Lithium projects in development across Canada as of 2021.
A report in spring from the International Energy Agency forecast that up to 50 new lithium mines will be required worldwide by 2030. Because lithium can be sourced from different types of deposits — brine, hard rock and clay — these mines are likely to take dramatically different forms.
Hard-rock deposits in Quebec and Ontario, as well as at Snow Lake Lithium’s site in Manitoba, will generally require conventional, open-pit mines. or what Gross describes as “old-school mining.”
But in Alberta, the lithium “mines” could operate more like drilling rigs.

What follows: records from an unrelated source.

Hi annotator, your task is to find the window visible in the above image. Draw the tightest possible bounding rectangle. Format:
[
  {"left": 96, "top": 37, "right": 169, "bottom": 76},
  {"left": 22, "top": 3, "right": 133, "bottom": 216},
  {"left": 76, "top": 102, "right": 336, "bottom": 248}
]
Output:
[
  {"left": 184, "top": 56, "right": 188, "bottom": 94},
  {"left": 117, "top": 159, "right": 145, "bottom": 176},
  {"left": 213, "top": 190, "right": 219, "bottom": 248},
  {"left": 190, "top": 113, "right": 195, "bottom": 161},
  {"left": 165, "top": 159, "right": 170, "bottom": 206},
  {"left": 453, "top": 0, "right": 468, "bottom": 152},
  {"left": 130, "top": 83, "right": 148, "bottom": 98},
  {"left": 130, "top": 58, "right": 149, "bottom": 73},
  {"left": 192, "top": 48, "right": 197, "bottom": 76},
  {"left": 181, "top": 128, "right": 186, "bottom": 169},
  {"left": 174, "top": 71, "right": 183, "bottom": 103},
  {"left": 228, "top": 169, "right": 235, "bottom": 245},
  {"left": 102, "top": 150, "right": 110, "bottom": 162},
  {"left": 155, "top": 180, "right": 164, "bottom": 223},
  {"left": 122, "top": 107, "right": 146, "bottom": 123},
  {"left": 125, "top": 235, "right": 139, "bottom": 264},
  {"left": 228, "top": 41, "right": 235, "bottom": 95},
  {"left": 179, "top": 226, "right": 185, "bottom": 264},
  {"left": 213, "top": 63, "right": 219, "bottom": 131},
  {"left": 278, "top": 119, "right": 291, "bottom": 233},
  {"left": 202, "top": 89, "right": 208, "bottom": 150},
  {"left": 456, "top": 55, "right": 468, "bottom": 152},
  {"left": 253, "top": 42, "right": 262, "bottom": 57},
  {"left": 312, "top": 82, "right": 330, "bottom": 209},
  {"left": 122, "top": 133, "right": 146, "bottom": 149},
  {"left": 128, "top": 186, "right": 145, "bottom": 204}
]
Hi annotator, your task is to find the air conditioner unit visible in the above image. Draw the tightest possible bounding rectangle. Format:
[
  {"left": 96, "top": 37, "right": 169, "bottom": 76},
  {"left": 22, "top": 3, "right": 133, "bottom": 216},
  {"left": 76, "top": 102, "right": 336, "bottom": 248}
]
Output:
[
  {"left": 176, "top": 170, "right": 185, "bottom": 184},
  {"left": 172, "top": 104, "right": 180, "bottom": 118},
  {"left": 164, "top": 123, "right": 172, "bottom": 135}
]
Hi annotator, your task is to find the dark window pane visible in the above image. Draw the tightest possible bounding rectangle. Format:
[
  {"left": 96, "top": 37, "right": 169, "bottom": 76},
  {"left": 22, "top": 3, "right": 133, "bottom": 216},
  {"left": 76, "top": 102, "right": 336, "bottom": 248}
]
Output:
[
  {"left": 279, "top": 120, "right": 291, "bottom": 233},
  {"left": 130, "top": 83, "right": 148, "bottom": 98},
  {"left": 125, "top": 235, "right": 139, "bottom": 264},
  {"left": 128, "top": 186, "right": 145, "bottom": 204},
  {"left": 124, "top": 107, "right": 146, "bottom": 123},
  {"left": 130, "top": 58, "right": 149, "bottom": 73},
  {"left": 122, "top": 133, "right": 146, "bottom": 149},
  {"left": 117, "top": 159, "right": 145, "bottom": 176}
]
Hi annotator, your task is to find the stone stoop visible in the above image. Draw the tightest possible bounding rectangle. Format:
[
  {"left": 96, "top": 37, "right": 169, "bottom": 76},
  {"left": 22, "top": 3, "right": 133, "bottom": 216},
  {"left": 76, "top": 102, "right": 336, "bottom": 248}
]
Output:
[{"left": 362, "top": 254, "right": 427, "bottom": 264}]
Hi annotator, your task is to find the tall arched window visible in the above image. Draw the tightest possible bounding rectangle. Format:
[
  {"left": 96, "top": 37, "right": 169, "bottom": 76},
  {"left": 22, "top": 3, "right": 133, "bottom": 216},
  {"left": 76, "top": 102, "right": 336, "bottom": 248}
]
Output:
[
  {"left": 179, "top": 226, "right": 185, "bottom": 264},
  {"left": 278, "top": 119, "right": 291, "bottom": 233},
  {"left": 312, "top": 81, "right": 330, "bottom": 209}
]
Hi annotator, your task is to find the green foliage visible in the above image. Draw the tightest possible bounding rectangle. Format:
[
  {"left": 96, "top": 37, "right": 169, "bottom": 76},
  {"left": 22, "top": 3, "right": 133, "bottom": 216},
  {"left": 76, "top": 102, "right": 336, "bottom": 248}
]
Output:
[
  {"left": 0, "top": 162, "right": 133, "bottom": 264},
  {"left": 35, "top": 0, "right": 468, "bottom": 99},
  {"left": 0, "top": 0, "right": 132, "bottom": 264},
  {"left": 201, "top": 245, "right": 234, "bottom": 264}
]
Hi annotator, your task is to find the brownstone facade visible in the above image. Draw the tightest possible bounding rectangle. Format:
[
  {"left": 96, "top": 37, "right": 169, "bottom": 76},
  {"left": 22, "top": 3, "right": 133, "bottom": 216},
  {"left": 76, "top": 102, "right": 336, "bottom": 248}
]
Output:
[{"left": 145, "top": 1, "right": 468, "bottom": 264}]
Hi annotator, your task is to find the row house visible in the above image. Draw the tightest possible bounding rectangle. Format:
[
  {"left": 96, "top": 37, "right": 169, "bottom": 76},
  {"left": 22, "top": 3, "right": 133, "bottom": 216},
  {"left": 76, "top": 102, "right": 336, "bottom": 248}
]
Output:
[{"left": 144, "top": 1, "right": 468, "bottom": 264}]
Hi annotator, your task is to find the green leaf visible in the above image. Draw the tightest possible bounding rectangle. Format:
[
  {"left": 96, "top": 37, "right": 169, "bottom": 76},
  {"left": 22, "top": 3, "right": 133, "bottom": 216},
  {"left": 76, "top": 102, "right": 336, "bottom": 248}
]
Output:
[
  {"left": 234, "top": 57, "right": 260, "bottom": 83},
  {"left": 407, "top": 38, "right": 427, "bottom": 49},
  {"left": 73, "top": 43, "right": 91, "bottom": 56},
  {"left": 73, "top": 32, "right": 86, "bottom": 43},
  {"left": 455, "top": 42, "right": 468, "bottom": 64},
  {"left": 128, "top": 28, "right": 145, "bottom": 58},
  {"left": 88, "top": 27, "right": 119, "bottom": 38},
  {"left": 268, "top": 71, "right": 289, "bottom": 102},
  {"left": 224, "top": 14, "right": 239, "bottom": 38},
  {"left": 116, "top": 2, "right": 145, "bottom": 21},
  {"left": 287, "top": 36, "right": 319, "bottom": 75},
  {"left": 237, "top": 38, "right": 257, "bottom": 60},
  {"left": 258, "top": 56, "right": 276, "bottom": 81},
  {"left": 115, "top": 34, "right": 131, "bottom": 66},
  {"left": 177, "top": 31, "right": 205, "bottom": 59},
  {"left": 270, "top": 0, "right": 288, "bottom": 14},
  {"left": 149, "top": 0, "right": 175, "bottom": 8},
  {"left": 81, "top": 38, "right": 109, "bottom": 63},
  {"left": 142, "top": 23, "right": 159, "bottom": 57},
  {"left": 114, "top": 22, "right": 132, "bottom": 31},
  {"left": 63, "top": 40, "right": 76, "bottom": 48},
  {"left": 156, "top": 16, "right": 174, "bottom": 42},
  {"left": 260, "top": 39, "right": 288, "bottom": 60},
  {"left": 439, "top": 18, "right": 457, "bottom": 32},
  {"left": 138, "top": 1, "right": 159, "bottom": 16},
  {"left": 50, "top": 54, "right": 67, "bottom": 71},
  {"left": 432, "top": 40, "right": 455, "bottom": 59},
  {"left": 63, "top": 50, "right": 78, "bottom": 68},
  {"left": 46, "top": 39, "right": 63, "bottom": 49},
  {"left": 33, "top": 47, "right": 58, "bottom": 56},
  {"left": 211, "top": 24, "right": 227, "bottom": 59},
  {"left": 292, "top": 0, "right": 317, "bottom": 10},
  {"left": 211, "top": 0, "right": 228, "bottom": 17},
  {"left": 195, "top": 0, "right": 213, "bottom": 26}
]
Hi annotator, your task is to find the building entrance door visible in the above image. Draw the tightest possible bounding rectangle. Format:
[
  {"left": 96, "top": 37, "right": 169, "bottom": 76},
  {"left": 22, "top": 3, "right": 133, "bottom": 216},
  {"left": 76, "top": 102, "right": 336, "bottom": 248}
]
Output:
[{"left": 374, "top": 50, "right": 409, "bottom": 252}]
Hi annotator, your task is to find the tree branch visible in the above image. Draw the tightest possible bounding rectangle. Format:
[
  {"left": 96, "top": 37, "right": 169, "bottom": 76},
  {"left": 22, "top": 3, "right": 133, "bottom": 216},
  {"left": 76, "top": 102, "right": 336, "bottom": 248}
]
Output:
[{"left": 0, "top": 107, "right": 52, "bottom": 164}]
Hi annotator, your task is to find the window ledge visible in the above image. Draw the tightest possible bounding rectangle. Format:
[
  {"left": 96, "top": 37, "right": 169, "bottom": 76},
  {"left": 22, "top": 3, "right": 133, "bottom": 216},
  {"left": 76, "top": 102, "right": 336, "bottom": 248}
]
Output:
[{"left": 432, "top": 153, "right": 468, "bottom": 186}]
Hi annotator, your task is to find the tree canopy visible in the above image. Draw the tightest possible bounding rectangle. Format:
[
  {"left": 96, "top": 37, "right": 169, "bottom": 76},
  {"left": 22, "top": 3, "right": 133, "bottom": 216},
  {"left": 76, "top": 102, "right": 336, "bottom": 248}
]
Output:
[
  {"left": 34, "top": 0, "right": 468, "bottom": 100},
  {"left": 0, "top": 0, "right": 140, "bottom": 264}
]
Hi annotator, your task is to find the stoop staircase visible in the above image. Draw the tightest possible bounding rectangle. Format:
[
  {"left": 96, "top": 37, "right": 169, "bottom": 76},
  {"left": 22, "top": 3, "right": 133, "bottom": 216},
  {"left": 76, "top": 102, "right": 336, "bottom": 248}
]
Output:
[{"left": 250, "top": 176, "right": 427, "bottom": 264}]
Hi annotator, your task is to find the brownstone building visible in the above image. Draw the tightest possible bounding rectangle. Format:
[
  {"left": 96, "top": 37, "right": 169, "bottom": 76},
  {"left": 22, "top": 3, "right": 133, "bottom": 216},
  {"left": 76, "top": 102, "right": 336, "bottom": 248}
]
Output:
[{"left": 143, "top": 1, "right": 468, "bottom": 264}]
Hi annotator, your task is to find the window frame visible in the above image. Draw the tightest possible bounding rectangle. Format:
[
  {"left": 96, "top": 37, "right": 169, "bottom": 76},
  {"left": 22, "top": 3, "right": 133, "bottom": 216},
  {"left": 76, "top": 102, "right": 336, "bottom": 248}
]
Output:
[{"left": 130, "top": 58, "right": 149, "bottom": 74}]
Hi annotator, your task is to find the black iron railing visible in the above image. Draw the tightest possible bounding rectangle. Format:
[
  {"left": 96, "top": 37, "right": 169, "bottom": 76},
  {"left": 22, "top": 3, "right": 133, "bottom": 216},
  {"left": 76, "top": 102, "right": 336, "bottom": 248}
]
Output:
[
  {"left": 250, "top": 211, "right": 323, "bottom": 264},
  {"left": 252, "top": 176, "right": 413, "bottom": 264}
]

One company, Calgary-based E3 Lithium, is scaling up technology that quickly extracts lithium from brine trapped in underground formations.
“We’re not oil and gas, but we operate like it,” said E3 CEO Chris Doornbos. “We have a well; we pump the fluid from the aquifer; we bring it to a facility where we make lithium.”
E3 uses what is known as an ion exchange process to pull lithium from a brine solution rich in lithium salts. Carried out as part of a closed-loop system that requires no fresh water, the brine from the aquifer is pumped back underground after the lithium is captured.
‘NEW-TECHNOLOGY RISK’

Doornbos: His company, E3 Lithium, says it can extract lithium from brine in less than an hour.
E3’s process — one example in a basket of technologies referred to as direct lithium extraction (DLE) — takes less than an hour to pull lithium from brine. This compares to the traditional evaporation method used in the salars, or salts flats, of Argentina and Chile, which can take two years to yield lithium, Doornbos said.
His company’s ion exchange method also uses minimal land compared to the evaporation process in South America and to more invasive hard-rock mines, he said.
But as with other DLE technologies, E3’s process has not been proved on a large scale.
“Any new technology has new-technology risk,” Doornbos said, “and we’ve done our best to de-risk the research and development side of it, but we still have to scale it up and demonstrate that it works commercially.”
E3 will pilot its technology next year, drawing brine from the Leduc Formation in central Alberta with support from partner Imperial Oil Ltd.
As the company advances its technology, the Alberta government is supporting the emerging opportunity by streamlining regulations. In December 2021, the province passed a bill tucking oversight of oilfield lithium brine developments under the Alberta Energy Regulator. That is expected to create more certainty on project approval timelines, Doornbos said.
At the federal level, Ottawa is assessing similar steps for conventional mines as it maps out its $3.8-billion critical-minerals strategy. The strategy aims to leverage local resources to expand Canada's presence across the mineral value chain, from exploration through to processing and manufacturing.
Mining regulations typically fall under provincial jurisdiction, but Ottawa has a stake in some environmental approval processes.
With fresh funding for mining and processing projects, policy assistance from all levels of government and private investment in upcoming projects, NRCan said Canada “will have a strong battery supply chain by 2025.”